2. Practice calmness

I know it’s easy to lose your calm when you’re with a neurotic person. But try to see it as a challenge- a game. When the neurotic person tries to get on your nerves, practice emotional self-regulation. Avoid getting worked up and lashing out at them. This will significantly improve your emotional self-regulation.

Emotional self-regulation is a critical skill to master. It’ll spill over to other areas of your life and make you a better person overall. You’ll react less in knee-jerky ways to what life throws at you. Having a neurotic person in your life is an excellent opportunity to master your emotions. You’ll become more aware of your own emotions. It’ll infuse your life with more intentionality and rationality.

When you’re calm, you also break the vicious cycle of neuroticism. When the neurotic person in your life loses it, you avoid feeding their neuroticism and becoming a neurotic person yourself. Hold on tight to calmness, rationality, and intentionality.

3. Pick your battles

When I ask you to understand a neurotic person and be calm, I’m not asking you to ignore your own needs and boundaries. At least half the time, a neurotic person will behave neurotically without any reason. If you let go of these minor disturbances in your peace and calm, you’ll be better off in the long run. Do not take every sentence and reaction of a neurotic person seriously. Calmly and logically guide them to objectivity.

If they violate your boundaries, that’s when you confront them, but assertively. Because your emotion feeds their emotion, you have to keep emotion out of the equation. You have to prioritize facts and reason. When a neurotic person is firmly under the grip of their emotions, it’s challenging to make them see the light. That’s why it’s essential to nip the evil in the bud. You must bring rationality into the equation as soon as they start acting neurotically. Later, it might be too late.

4. Avoid arguments

There’s no such thing as a discussion with a neurotic person. They’ll lure you into a ‘discussion’, and soon you’ll find yourself caught in pointless arguing, going nowhere. Neurotic people probably get some weird satisfaction by dragging people down with them. Don’t take the bait. You must understand that their discussions aim not to uncover the truth but to express their negative emotions.

I’m not saying you should stop discussing things with a neurotic person. Instead, you should answer in a way that prevents them from dumping their emotions onto you. For instance, you could reply with one-liners or short, unemotional sentences.

As soon as the interaction becomes like a ping-pong, you quit and withdraw from the conversation. Emotions have taken over. Don’t get dragged into the mud. Let them win. You can engage in endless, pointless arguments with them if you want. In the end, you might even win. But at what cost? Your mental health.

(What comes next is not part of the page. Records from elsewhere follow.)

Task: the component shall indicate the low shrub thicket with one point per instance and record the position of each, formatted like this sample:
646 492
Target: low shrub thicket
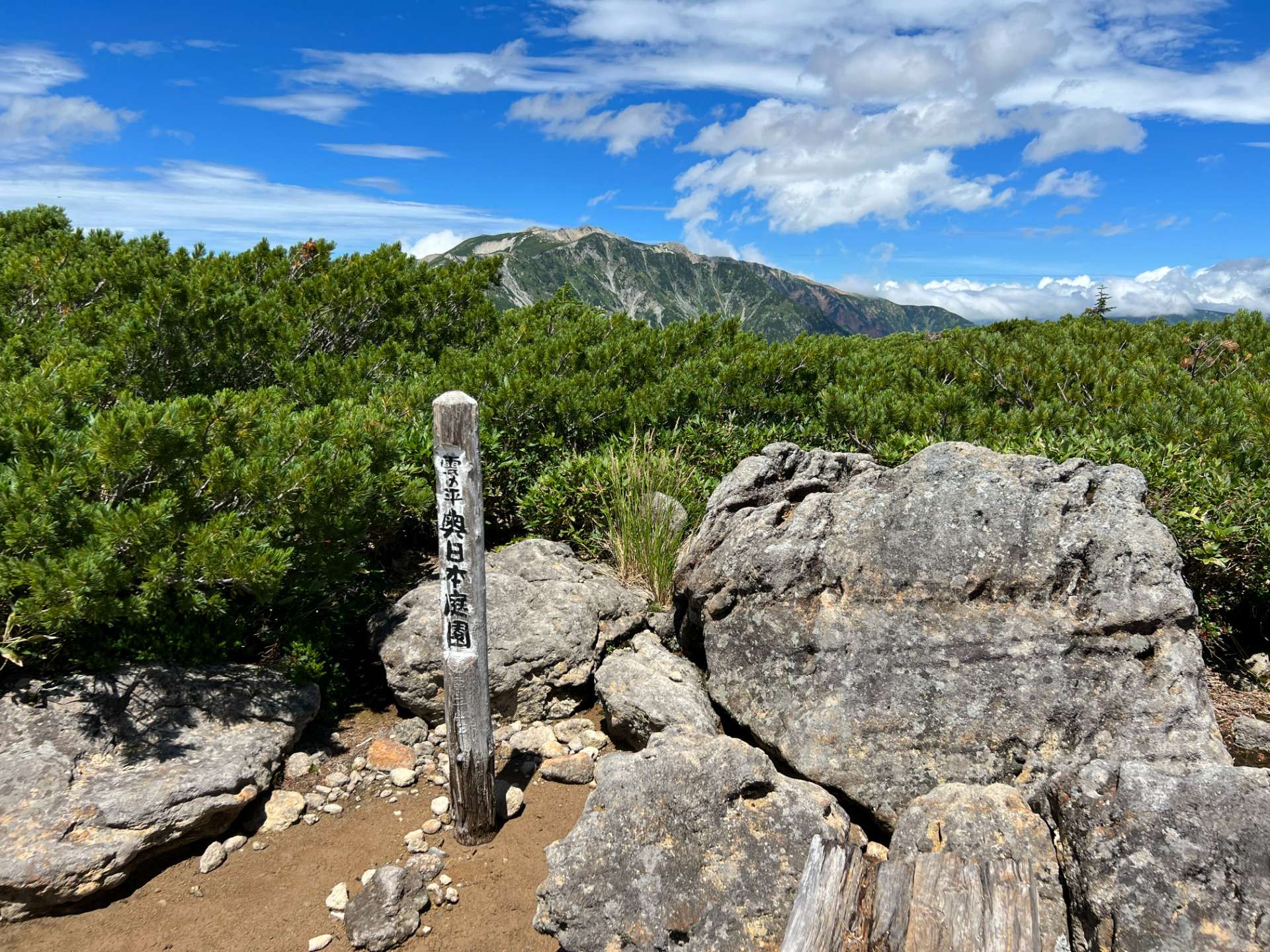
224 456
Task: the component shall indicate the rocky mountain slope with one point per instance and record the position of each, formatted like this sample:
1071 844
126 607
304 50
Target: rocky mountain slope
666 284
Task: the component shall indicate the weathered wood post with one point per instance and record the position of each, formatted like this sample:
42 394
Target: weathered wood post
461 541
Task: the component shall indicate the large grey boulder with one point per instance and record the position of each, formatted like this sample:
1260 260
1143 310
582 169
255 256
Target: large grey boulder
646 688
695 843
1166 859
984 824
967 616
386 912
546 615
99 772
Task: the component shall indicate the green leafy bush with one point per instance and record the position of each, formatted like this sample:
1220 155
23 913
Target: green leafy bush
211 457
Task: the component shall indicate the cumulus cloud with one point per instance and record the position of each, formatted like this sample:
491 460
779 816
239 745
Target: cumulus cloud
36 124
1167 290
230 207
573 117
435 243
329 108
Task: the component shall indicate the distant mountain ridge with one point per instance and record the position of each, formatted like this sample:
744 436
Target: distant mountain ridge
667 282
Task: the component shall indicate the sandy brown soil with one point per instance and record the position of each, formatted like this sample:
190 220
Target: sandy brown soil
273 900
1230 703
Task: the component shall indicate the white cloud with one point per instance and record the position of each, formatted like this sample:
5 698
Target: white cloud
571 117
34 124
1085 131
179 135
381 150
1170 290
435 243
144 48
380 183
1060 182
329 108
232 207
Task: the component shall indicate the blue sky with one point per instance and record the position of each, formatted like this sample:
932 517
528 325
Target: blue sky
992 157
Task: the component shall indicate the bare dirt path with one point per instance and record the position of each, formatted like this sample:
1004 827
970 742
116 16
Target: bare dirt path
273 900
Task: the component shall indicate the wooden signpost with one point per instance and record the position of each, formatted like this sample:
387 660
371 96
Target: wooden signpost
461 539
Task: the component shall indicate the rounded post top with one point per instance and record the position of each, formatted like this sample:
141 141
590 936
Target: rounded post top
454 397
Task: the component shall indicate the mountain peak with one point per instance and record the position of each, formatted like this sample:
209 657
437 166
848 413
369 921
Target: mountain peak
668 282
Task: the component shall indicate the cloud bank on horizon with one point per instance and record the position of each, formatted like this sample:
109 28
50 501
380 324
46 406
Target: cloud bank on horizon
1072 143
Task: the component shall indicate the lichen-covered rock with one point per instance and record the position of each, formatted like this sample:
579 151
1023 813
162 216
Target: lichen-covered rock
695 843
103 771
984 824
386 912
546 612
967 616
646 688
1166 859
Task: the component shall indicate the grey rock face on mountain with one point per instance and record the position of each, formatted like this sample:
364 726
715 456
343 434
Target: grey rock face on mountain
1166 861
697 843
665 284
984 824
103 771
548 612
386 912
646 688
967 616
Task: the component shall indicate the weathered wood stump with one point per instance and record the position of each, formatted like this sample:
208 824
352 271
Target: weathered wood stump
937 903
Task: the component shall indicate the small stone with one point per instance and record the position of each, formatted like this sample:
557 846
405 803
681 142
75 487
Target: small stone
572 768
571 729
1253 734
212 857
509 797
402 777
553 748
282 810
386 754
338 898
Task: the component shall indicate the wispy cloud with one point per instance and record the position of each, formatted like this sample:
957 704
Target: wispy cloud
328 108
378 182
381 150
145 48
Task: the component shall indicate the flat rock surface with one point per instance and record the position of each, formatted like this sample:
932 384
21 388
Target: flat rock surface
967 616
102 771
644 688
694 843
546 615
984 824
1162 861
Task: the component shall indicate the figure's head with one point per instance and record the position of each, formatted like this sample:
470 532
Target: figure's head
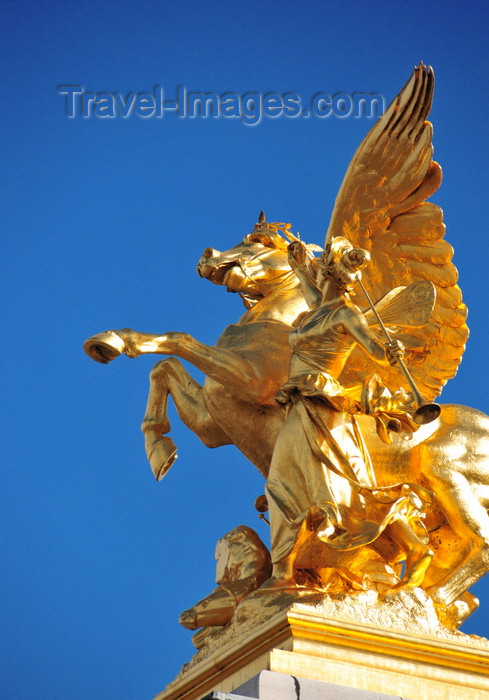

5. Avoid criticizing and blaming

Neurotic people are already highly self-critical. So, when you throw criticism at them, it adds fuel to the fire. You could say the same thing to an emotionally stable person, and they’d be able to take it. However, a neurotic person sees ‘criticism and blaming’ as another threat to which they must react negatively. Instead, focus on what’s good in them. If you address issues with them when they’re in a good mood, you’re more likely to get a positive response.

When dealing with neurotic people, bluntness and straightforwardness doesn’t work. They’ll resent you for it. Instead, if you care about them, try to foster a loving and healthy relationship with them and watch their neuroticism decrease. Simple gestures of affection, such as hugging, can go a long way in stabilizing a neurotic individual.